Growing up in an unstable household with few positive role models in his life, Omari Amili had little idea what it meant to truly be successful. His parents suffered from addiction and, as a result, Amili’s performance in school suffered. He attended about 15 different schools before eventually dropping out of high school.

“I dealt with a lot of neglect and abandonment, and my values were very distorted growing up,” he said. “I thought money was a sign of success, which led me to a life of criminal behavior.”

Amili did whatever he could to chase the life he thought he needed, eventually landing in prison on felony charges.

“I thought the money I was making was a sign of success, but instead, it was my path to prison,” he said.

After serving 20 months, Amili was released from prison with a commitment to turn his life around and become the role model that he lacked as a child. The father of six enrolled at Pierce College armed with a GED and a goal to create a better life for himself and his family.

“When I walked through the doors at Pierce College, I wasn’t seen as a convict or a felon,” he said. “I was a college student, and that confidence really helped me grow and see for the first time that I can be successful. My experience at Pierce gave me the motivation I needed to see that I really can do well in school.”

He graduated from Pierce College in 2011 with his transferable Associate of Arts degree, and moved on to earn his bachelor’s and master’s degrees from University of Washington Tacoma.

His ultimate goal was to be in a position to help others who come from similar backgrounds to see their own potential.

“I am formerly incarcerated, and I’m also a college graduate who has seen a level of success,” he said. “Some people out there just can’t imagine being in this position, but I believe the narrative needs to change. More people need to be vocal about their experiences.”

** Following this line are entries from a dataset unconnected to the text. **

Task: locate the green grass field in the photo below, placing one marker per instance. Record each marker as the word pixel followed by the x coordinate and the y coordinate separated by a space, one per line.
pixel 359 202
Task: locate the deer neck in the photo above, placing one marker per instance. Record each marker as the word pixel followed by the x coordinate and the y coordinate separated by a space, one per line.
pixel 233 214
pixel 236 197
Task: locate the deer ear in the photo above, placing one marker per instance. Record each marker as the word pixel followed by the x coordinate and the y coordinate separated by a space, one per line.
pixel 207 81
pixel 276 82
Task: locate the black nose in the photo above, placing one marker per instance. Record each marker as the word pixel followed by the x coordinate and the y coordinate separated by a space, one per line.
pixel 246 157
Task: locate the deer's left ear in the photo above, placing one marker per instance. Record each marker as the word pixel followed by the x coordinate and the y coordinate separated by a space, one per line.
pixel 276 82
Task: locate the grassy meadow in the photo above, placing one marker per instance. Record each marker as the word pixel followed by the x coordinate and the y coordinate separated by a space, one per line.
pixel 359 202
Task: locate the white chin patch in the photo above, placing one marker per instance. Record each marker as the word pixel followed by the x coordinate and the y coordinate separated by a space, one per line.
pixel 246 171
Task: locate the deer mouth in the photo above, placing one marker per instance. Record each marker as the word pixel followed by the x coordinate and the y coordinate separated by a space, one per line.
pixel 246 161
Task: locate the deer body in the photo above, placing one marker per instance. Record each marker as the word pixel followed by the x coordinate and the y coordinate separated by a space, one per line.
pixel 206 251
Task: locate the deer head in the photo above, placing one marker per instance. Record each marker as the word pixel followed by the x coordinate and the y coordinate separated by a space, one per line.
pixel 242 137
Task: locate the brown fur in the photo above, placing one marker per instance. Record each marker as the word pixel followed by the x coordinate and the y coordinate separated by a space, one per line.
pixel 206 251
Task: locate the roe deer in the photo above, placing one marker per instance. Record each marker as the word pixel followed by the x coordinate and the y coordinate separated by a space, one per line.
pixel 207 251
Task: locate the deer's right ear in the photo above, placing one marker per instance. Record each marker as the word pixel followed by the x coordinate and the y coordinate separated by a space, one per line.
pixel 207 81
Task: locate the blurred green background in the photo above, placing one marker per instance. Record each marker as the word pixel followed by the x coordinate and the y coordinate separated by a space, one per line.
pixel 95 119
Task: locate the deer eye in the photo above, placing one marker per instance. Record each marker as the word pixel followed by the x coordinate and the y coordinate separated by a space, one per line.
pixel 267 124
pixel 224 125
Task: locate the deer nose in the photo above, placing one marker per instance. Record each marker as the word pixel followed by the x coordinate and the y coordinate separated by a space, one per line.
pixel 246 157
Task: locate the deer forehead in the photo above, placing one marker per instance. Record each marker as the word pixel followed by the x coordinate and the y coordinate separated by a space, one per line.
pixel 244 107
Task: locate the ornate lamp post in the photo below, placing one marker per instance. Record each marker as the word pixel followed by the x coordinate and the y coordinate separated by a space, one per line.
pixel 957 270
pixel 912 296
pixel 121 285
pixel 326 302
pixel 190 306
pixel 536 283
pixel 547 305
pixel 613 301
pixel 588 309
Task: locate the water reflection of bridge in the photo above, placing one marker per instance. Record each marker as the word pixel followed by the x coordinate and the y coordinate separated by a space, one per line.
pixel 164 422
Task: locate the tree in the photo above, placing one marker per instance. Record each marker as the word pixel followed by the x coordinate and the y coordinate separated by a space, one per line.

In an effort to help others see their own potential, Amili has released his first book, “Transforming Society’s Failure.”

He wrote the book to share his own story and to inspire others to follow his lead. “Going to college has allowed me to make a new life for myself,” Amili said. “I knew I had to share my story with others who are facing the negative labels and stereotypes that I had to deal with.”

Amili has no intention of slowing down any time soon, and plans to ultimately earn his doctorate. “I’ve been told that I’m just going to be another statistic and that I have nothing to offer society,” he said. “It means so much to me to show people that there really are no limits to what you can achieve if you put in the time and effort it takes.”

Amili remains active in the community, sharing his story in a variety of speaking engagements sponsored by organizations such as The Seattle Times and universities around the Northwest. Being named a 2018 Distinguished Alum at Pierce College is an honor he never imagined. “This award means so much to me, especially because there are so many people who graduate each year,” he said. “It makes me feel validated in everything I’ve done, and that all this work has been worthwhile.”

Pierce College will honor Amili and three other esteemed alumni during the annual Distinguished Alumni celebration and dinner on Thurs., April 12 in Pierce College Puyallup’s College Center Building Multipurpose Room. The reception will begin at 5:30 p.m. Tickets are $50, available for purchase by using our online ticketing system.